Calgary corpus

The Calgary corpus is a collection of text and binary data files, commonly used for comparing data compression algorithms. It was created by Ian Witten, Tim Bell and John Cleary from the University of Calgary in 1987 and was commonly used in the 1990s. In 1997 it was replaced by the Canterbury corpus,^[1] based on concerns about how representative the Calgary corpus was,^[2] but the Calgary corpus still exists for comparison and is still useful for its originally intended purpose.

In its most commonly used form, the corpus consists of 14 files totaling 3,141,622 bytes as follows.

Size (bytes)	File name	Description
111,261	BIB	ASCII text in UNIX "refer" format – 725 bibliographic references.
768,771	BOOK1	unformatted ASCII text – Thomas Hardy: Far from the Madding Crowd.
610,856	BOOK2	ASCII text in UNIX "troff" format – Witten: Principles of Computer Speech.
102,400	GEO	32 bit numbers in IBM floating point format – seismic data.
377,109	NEWS	ASCII text – USENET batch file on a variety of topics.
21,504	OBJ1	VAX executable program – compilation of PROGP.
246,814	OBJ2	Macintosh executable program – "Knowledge Support System" of B.R. Gaines.
53,161	PAPER1	UNIX "troff" format – Witten, Neal, Cleary: Arithmetic Coding for Data Compression.
82,199	PAPER2	UNIX "troff" format – Witten: Computer (in)security.
513,216	PIC	1728 x 2376 bitmap image (MSB first): text in French and line diagrams.
39,611	PROGC	Source code in C – UNIX compress v4.0.
71,646	PROGL	Source code in Lisp – system software.
49,379	PROGP	Source code in Pascal – program to evaluate PPM compression.
93,695	TRANS	ASCII and control characters – transcript of a terminal session.

There is also a less commonly used 18 file version which include 4 additional text files in UNIX "troff" format, PAPER3 through PAPER6. The maintainers of the Canterbury corpus website notes that "they don't add to the evaluation".^[3]

Benchmarks

The Calgary corpus was a commonly used benchmark for data compression in the 1990s.
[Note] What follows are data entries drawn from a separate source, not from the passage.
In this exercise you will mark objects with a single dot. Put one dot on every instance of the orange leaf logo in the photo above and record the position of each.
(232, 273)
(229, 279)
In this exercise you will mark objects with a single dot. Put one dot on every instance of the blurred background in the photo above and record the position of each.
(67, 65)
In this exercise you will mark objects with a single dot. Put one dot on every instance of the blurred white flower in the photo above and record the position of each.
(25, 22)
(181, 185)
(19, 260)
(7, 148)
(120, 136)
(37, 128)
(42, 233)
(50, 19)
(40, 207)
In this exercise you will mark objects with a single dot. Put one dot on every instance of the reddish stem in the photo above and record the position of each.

Results were most commonly listed in bits per byte (bpb) for each file and then summarized by averaging. More recently, it has been common to just add the compressed sizes of all of the files. This is called a weighted average because it is equivalent to weighting the compression ratios by the original file sizes. The UCLC benchmark^[4] by Johan de Bock uses this method.

For some data compressors it is possible to compress the corpus smaller by combining the inputs into an uncompressed archive (such as a tar file) before compression because of mutual information between the text files. In other cases, the compression is worse because the compressor handles nonuniform statistics poorly. This method was used in a benchmark in the online book Data Compression Explained by Matt Mahoney.^[5]
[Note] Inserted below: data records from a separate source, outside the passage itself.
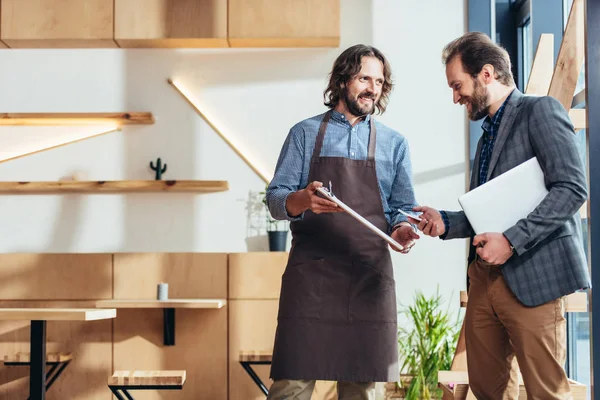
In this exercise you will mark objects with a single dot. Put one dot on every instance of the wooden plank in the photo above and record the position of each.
(189, 275)
(260, 23)
(543, 67)
(29, 153)
(50, 119)
(57, 23)
(171, 303)
(188, 98)
(148, 378)
(256, 355)
(578, 118)
(200, 349)
(111, 187)
(256, 275)
(90, 343)
(56, 314)
(171, 23)
(284, 42)
(570, 57)
(48, 276)
(25, 357)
The table below shows the compressed sizes of the 14 file Calgary corpus using both methods for some popular compression programs. Options, when used, select best compression. For a more complete list, see the above benchmarks.

Compressor	Options	As 14 separate files	As a tar file
Uncompressed		3,141,622	3,152,896
compress		1,272,772	1,319,521
Info-ZIP 2.32	-9	1,020,781	1,023,042
gzip 1.3.5	-9	1,017,624	1,022,810
bzip2 1.0.3	-9	828,347	860,097
7-zip 9.12b		848,687	824,573
bzip3 1.1.8		765,939	779,795
ppmd Jr1	-m256 -o16	740,737	754,243
ppmonstr J		675,485	669,497
ZPAQ v7.15	-method 5	659,709	659,853

Compression challenge

The "Calgary corpus Compression and SHA-1 crack Challenge"^[6] is a contest started by Leonid A. Broukhis on May 21, 1996 to compress the 14 file version of the Calgary corpus. The contest offers a small cash prize which has varied over time. Currently the prize is US $1 per 111 byte improvement over the previous result.
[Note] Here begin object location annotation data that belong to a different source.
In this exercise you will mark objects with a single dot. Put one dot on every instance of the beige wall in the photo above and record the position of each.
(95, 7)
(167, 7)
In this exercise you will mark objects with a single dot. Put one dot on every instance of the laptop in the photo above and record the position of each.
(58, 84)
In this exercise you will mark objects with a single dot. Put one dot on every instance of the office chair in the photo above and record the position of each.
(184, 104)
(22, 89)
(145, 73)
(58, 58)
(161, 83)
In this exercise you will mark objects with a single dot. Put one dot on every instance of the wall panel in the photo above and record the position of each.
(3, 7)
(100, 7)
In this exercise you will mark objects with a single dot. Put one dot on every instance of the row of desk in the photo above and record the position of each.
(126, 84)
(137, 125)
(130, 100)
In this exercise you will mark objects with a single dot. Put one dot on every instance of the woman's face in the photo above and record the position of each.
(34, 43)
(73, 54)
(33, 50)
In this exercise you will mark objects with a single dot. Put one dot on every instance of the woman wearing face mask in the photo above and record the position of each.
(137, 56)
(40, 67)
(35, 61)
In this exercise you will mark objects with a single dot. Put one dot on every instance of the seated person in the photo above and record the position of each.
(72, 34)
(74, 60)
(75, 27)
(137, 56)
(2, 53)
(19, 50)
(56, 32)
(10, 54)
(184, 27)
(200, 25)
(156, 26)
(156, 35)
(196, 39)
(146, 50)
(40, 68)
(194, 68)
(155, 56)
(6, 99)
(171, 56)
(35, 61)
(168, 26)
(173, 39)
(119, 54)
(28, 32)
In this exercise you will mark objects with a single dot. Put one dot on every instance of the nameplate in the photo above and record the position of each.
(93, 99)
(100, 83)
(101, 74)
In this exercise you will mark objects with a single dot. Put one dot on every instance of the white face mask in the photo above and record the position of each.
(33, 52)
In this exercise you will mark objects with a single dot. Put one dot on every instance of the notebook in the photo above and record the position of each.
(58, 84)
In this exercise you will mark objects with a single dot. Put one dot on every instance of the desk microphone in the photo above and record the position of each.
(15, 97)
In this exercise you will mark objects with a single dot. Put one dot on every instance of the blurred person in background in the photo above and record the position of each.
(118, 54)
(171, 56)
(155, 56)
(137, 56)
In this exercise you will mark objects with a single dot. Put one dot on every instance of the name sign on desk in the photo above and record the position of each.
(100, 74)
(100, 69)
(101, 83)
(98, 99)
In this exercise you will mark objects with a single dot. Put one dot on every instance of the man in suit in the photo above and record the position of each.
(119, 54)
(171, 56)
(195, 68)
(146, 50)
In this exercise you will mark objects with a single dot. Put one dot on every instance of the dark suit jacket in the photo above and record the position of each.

According to the rules of the contest, an entry must consist of both the compressed data and the decompression program packed into one of several standard archive formats. Time and memory limits, archive formats, and decompression languages have been relaxed over time. Currently the program must run within 24 hours on a 2000 MIPS machine under Windows or Linux and use less than 800 MB memory. An SHA-1 challenge was later added. It allows the decompression program to output files different from the Calgary corpus as long as they hash to the same values as the original files. So far, that part of the challenge has not been met.

The first entry received was 759,881 bytes in September, 1997 by Malcolm Taylor, author of RK and WinRK. The most recent entry was 580,170 bytes by Alexander Ratushnyak on July 2, 2010. The entry consists of a compressed file of size 572,465 bytes and a decompression program written in C++ and compressed to 7700 bytes as a PPMd var. I archive, plus 5 bytes for the compressed file name and size. The history is as follows.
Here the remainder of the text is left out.